PHOTO: Lagos State Governor, Babajide Sanwo-Olu and the Committee on Film Production Empowerment

Lagos State’s intervention

Two weeks ago, The Nation had interesting news for us. The Lagos State Government had inaugurated the Committee on Film Production Empowerment to fund youth creativity and entertainment activities. Governor Babajide Sanwo-Olu said the initiative would address the disruption caused by the spread of Coronavirus (COVID-19) that impacted negatively on entertainment and tourism in the State. The committee comprises veteran actor, Richard Mofe-Damijo; cinematographer, Tunde Kelani; film and television producer, Mo Abudu, movie director, Kunle Afoloyan and founder of AMAA (Africa Movie Academy Awards), Peace Anyim-Osigwe.
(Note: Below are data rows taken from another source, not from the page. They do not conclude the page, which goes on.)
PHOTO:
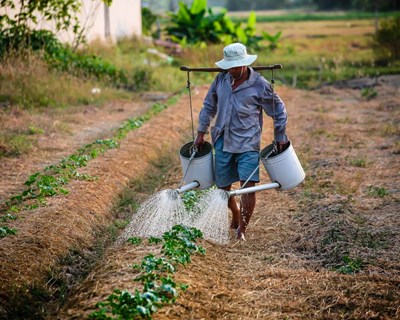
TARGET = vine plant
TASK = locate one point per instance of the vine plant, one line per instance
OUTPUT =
(155, 276)
(53, 179)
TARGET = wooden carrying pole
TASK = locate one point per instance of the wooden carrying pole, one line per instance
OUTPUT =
(257, 68)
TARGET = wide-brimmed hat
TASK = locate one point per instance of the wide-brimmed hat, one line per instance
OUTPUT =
(235, 55)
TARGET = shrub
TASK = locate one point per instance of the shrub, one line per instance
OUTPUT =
(387, 39)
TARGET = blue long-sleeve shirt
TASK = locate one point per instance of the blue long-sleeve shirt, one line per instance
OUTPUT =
(238, 113)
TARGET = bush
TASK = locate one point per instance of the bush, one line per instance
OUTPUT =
(387, 39)
(64, 58)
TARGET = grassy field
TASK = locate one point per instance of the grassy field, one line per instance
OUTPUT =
(312, 53)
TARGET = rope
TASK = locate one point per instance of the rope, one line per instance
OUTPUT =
(273, 117)
(190, 102)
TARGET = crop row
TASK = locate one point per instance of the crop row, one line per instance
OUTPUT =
(53, 179)
(155, 276)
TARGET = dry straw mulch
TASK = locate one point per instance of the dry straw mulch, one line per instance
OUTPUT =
(70, 223)
(296, 242)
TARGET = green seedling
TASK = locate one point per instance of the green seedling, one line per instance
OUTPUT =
(159, 288)
(377, 191)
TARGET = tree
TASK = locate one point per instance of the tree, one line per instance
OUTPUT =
(29, 13)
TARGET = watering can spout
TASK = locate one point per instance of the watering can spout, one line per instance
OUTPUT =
(262, 187)
(187, 187)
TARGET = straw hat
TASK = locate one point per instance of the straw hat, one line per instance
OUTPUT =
(235, 55)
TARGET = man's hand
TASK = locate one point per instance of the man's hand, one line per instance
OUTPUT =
(282, 146)
(199, 139)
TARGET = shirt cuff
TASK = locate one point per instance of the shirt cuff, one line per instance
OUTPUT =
(281, 137)
(202, 127)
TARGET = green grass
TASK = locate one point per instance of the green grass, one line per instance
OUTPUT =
(317, 16)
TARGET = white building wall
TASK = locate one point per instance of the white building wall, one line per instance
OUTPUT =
(125, 20)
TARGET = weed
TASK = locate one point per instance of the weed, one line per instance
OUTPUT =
(369, 93)
(5, 231)
(350, 265)
(135, 240)
(359, 162)
(390, 129)
(159, 288)
(377, 191)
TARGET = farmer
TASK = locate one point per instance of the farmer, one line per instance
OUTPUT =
(235, 99)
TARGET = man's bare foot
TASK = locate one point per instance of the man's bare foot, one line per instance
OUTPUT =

Applicants are to be supported with funding based on the financial plans of their projects. The grant may be as much as N40 million for each beneficiary. According to the Governor, the scheme will support creative ideas of movie and entertainment producers who are constrained by funds to bring their concepts into reality. 

Now, “movie and entertainment producers” seem to constrain the scope of this fund to film and TV producers. Also, the committee does not seem to comprise any musicians or music executives. What provision has been made for Lagos’s burgeoning music industry? The world is massively investing in Nigerian music; will the government be left behind?